Scully and Mulder both want to believe, but they assume different starting points and imagine different ends. And like real grownups, they value their disparities, rather than insisting on abject agreement, finding reasons to believe in one another if not “out there.” Here, Scully is helped toward her belief by a trio of nuns who hover in the hospital, and Mulder finds his own encouragement in his usual source: naysayers. Chief among these is Drummy, who voices the official line repeatedly. “I don’t believe this!” he mutters, on hearing the priest carry on yet again about seeing tormented faces in strange places, occasioning Mulder’s predictable riposte, “That’s been your problem from the start.”

But Drummy has another problem. In embodying the status quo, he has to toe a series of lines and reject a number of possibilities. His closed mind is set against the heroes’ openness, their efforts to see beyond what’s in front of them. So that you have no doubts about his doubts, I Want to Believe includes a dreary sign when Drummy sees in a pair of suspects a whole range of foreignness.
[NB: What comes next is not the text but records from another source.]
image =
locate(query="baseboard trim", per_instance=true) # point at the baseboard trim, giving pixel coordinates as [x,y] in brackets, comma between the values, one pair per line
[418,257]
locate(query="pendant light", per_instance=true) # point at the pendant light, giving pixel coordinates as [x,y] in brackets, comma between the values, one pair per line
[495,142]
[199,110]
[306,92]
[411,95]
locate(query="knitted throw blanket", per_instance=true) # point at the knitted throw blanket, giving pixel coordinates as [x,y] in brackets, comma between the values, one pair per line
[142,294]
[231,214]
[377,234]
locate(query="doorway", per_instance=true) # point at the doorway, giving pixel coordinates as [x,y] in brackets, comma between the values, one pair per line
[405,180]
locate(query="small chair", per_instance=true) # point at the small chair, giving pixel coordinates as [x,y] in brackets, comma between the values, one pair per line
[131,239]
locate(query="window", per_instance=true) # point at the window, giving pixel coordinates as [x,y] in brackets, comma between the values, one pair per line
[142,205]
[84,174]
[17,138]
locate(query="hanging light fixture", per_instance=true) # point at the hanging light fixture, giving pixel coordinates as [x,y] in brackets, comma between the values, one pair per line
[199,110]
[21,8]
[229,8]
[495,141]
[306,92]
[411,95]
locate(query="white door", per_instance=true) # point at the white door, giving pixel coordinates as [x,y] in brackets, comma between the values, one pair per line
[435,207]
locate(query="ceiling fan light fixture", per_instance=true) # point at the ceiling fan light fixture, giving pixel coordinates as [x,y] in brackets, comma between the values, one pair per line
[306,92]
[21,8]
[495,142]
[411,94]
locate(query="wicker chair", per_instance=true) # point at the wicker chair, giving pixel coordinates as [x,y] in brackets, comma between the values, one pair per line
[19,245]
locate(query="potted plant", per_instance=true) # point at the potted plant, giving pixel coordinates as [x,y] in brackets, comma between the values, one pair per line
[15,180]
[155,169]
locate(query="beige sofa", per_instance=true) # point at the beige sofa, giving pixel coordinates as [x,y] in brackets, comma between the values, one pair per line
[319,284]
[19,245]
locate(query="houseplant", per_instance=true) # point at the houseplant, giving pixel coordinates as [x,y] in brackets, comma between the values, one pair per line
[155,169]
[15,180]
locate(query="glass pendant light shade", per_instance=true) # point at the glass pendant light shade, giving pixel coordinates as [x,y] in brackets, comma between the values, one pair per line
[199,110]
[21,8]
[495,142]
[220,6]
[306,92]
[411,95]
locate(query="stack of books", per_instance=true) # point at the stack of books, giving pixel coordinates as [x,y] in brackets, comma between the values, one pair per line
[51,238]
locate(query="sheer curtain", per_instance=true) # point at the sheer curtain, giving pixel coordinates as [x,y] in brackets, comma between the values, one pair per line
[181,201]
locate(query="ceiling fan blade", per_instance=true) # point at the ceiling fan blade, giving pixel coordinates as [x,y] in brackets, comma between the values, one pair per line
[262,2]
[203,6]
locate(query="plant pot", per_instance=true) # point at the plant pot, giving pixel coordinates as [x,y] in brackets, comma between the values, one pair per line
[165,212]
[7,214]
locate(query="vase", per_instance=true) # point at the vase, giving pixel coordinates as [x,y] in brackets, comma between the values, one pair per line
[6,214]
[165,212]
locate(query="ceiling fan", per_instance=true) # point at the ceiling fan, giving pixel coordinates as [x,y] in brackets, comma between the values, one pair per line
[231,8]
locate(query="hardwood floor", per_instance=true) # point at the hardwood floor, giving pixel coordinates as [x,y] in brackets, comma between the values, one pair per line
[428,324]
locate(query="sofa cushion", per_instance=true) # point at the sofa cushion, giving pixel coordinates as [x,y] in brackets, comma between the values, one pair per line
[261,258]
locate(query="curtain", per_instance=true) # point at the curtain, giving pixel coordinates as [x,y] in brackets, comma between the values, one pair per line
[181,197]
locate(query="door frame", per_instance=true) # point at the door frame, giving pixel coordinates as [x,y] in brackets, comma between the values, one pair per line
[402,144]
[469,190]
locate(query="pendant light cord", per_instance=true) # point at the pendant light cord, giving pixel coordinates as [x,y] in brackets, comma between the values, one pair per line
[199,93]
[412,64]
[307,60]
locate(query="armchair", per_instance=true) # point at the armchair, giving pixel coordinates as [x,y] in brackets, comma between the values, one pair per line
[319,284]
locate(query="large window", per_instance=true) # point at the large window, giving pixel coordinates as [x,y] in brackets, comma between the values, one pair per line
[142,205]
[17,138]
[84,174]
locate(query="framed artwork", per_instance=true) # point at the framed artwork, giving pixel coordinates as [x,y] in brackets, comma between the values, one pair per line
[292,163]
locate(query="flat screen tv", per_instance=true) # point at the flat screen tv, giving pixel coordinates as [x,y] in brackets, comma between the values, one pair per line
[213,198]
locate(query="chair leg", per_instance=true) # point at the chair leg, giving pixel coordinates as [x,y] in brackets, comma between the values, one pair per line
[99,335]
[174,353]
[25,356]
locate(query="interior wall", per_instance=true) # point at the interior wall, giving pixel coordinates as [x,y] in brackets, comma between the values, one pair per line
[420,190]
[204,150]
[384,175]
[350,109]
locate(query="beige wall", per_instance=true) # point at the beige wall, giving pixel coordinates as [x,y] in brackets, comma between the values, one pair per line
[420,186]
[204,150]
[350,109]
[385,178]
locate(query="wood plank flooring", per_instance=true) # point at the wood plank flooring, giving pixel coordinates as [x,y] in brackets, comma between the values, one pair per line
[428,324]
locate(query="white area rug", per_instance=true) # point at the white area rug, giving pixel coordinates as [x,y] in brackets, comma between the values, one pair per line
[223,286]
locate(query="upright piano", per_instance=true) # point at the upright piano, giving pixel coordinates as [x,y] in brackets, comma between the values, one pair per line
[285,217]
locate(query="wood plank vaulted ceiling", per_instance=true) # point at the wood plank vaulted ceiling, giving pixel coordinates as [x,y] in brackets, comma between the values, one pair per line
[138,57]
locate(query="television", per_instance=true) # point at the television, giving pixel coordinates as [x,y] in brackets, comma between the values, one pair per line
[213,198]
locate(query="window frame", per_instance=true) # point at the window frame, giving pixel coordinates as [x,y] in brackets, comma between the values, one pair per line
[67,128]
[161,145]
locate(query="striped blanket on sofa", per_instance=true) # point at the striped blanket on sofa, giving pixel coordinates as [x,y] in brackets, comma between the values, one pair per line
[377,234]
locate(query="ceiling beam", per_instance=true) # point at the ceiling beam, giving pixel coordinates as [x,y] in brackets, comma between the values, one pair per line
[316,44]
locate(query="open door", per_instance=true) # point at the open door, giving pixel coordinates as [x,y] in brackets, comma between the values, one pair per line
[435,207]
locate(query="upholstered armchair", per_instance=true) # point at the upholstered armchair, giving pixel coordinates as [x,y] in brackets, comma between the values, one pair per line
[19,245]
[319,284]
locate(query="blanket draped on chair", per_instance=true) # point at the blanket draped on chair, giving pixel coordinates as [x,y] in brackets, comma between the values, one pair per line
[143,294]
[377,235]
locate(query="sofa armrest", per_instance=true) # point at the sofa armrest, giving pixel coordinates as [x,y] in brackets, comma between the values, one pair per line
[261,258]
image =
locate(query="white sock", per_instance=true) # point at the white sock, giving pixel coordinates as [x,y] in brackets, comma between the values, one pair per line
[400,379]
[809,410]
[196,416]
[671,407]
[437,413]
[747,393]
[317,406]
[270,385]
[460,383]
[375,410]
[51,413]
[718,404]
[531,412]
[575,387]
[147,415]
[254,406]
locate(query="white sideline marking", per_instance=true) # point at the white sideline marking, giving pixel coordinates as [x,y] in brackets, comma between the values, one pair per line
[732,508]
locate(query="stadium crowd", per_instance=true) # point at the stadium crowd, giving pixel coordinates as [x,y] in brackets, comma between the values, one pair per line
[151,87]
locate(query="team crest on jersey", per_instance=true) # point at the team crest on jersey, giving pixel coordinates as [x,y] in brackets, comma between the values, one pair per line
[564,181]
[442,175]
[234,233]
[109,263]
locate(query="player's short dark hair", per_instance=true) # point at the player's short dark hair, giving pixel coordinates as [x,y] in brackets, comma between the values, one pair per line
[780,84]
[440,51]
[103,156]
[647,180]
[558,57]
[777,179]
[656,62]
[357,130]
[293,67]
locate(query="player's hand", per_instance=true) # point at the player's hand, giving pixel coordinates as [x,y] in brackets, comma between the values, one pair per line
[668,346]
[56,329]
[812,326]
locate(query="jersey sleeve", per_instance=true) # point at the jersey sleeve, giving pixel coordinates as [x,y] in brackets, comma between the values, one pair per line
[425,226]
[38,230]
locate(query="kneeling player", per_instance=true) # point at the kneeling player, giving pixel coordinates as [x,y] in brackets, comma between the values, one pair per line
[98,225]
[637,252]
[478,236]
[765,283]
One is repeatedly termed “the Russian,” and both together, Drummy snarks, “are married in Massachusetts.”

As the film underscores Drummy’s rigidity against Mulder and Scully’s imagination and ingenuity, it’s revisiting the series’ basic conflict, the rage for order against the desire to believe. In this process, the plot devolves into a series of grisly images (more body parts and big red stitches) that are, in the end, more mundane than horrifying. Monsters, darkness, fighting what’s oout there: we’ve all been there. In this context, the weird and weirdly rewarding intimacy between Mulder and Scully (“I can feel you thinking,” he tells her) is almost radical.